Carlsbad Current-Argus
- Website home page of the Carlsbad Current-Argus on September 2, 2021
- Type: Weekly newspaper
- Format: Broadsheet
- Owner(s): El Rito Media, LLC
- Editor: Jessica Onsurez
- Founded: 1889
- Language: English
- Headquarters: 620 S. Main St. Carlsbad, NM 88220 United States
- ISSN: 1522-5763
- Website: currentargus.com

= Carlsbad Current-Argus =

Newspaper in Carlsbad, New Mexico

The Carlsbad Current-Argus is a weekly newspaper in Carlsbad, New Mexico, United States. It has been published since 1889. The newspaper is printed in a broadsheet format.

==History==
On October 12, 1889, the Eddy Argus was first published in Eddy, New Mexico. It was founded by A.J. Howe. He soon left the paper and died less than two years later. In September 1892, J.M Hawkins assumed control of the Argus. In November 1892, a rival paper called the Eddy Daily Current was founded, with William Henry Mullane as editor.

In 1895, Hawkins retired from the Argus and was succeeded by L.O. Fullen. In March 1902, A.D. Greene and William T. "Bill" Reed bought the Argus. Fullen remained on as editor. In September 1902, Reed bought out Greene. In 1917, Mullane sold the Current to S.L. Perry.

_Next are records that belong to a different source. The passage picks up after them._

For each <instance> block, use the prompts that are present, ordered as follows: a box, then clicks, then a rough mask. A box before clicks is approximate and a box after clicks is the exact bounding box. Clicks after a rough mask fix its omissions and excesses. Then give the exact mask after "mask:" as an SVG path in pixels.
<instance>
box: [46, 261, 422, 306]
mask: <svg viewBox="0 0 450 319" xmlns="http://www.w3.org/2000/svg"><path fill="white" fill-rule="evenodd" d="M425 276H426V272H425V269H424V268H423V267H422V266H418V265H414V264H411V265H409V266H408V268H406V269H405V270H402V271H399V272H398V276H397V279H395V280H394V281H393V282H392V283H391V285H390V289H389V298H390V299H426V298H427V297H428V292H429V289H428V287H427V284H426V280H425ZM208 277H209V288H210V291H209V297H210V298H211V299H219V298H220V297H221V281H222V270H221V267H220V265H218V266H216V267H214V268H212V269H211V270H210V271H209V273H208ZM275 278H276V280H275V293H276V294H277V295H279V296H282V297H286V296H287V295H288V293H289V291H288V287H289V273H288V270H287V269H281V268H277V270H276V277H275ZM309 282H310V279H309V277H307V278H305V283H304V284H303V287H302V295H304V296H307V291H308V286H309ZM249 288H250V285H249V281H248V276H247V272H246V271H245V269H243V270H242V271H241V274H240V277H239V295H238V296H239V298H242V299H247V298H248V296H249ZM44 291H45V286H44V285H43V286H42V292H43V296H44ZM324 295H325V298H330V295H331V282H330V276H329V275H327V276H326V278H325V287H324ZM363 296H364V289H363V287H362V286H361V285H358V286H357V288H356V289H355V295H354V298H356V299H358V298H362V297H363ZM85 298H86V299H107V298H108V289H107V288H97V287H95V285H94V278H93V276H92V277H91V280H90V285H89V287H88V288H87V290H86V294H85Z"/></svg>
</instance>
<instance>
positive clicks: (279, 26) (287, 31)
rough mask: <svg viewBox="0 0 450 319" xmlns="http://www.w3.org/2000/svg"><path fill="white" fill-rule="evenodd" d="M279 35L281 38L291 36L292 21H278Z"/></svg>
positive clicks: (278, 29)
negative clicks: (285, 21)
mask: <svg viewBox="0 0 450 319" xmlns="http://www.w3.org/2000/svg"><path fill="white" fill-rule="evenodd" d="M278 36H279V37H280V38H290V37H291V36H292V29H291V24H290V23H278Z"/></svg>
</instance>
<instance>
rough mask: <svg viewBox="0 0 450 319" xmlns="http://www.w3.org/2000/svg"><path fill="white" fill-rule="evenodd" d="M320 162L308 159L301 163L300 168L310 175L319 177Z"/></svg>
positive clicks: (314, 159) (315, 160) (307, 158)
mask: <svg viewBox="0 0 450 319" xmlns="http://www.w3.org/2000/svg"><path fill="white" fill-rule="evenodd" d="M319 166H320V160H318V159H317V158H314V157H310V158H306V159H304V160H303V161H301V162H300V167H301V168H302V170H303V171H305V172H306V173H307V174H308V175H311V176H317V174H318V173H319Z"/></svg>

In 1924, C.C. Durden bought the Argus and Reed retired. In 1925, A.W. Anderson bought the Current from Perry. In 1926, the Argus and the Current merged to form the Carlsbad Current-Argus. In 1929, Durden and Anderson sold the paper to D.D. Roderick, owner of the El Paso Times, J. Lindsey Nunn and Paul Walter Jr. The Current-Argus was managed by Nunn-Warren Publishing Co., which also published the Clovis News-Journal and the Roswell Morning Dispatch.

In 1931, a new company led by George H. Hill and Nunn's son Gilmore N. Nunn was formed to operate the three New Mexican papers, along with the Raton Range in Texas. In June 1933, Current founder Mullane died. In June 1933, editor Floyd B. Rigdon and Edwin S. Kerrigan bought the Current-Argus. In 1935, the two took over a commercial print shop, and a month later Rigdon bought out Kerrigan. In 1940, Reed, who spent 35 years at the paper, died at age 72. In 1941, Kerrigan died at age 40 from a fall.

In 1966, Scripps League Newspapers purchased the paper from Rigdon. Philip F. Buckner was an investor in Scripps. In 1971, Buckner formed a company called the Buckner News Alliance, and fully acquired the Current-Argus. He soon appointed Ned Cantwell as publisher and began acquiring other publications. Cantwell and David B. Martens of Bellingham, Washington, bought the paper in 1991.

Cantwell and Martens sold the paper to World Newspapers, Inc., owners of the Omaha World-Herald in 1993. MediaNews Group sold its southwest Iowa newspaper chain to World Newspapers in 2000, and in the same transaction acquired the Current-Argus. In 2003, MediaNews and Gannett formed the Texas-New Mexico Partnership, a joint venture that would manage several papers including the Current-Argus. MediaNews acquired a majority stake two years later. In 2015, Gannett acquired full ownership of venture. In 2024, Gannett sold the Current-Argus, Alamogordo Daily News and Ruidoso News to El Rito Media, LLC. In 2026, the paper converted to a weekly.